Collections > Users > "AutoGeneratedDocument" > UserLocation with two key values latitude and longitude.

We've made some progress with the code, it writes the location data when we explicitly input a document path to it but we still don't know how to run a query and find the user's own document.

In order to save the location data to the users own document we need to be able to get the auto generated user document path for the currently signed in user.

So far we've come up with this:

func updateUserLocation() {
    let db = Firestore.firestore()
    let locman = CLLocationManager()
    locman.requestWhenInUseAuthorization()
    var loc:CLLocation!
    if CLLocationManager.authorizationStatus() == .authorizedWhenInUse || CLLocationManager.authorizationStatus() == .authorizedAlways{
        loc = locman.location
    }
    let lat:Double = loc.coordinate.latitude
    let long:Double = loc.coordinate.longitude
    let geo = GeoPoint.init(latitude: lat, longitude: long)

    let currentUID = currentUserUID
    let val = db.collection("users").whereField("uid", isEqualTo: currentUserUID)

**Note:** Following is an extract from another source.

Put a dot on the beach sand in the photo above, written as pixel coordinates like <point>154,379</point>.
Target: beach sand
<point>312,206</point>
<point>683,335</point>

    db.collection("users").document(val).updateData(["currentUserLocation" : geo])

}

We expect to get the path to the document which contains the signed in user's UID then store the user location key values in that specific document. But with our code, in the last line the document(val) part expects a string but our output with the "whereField" method apparently is a query.

1

1 Answers

0
votes

You're going through users twice:

db.collection("users").whereField("uid", isEqualTo: currentUserUID).updateData(["currentUserLocation" : geo])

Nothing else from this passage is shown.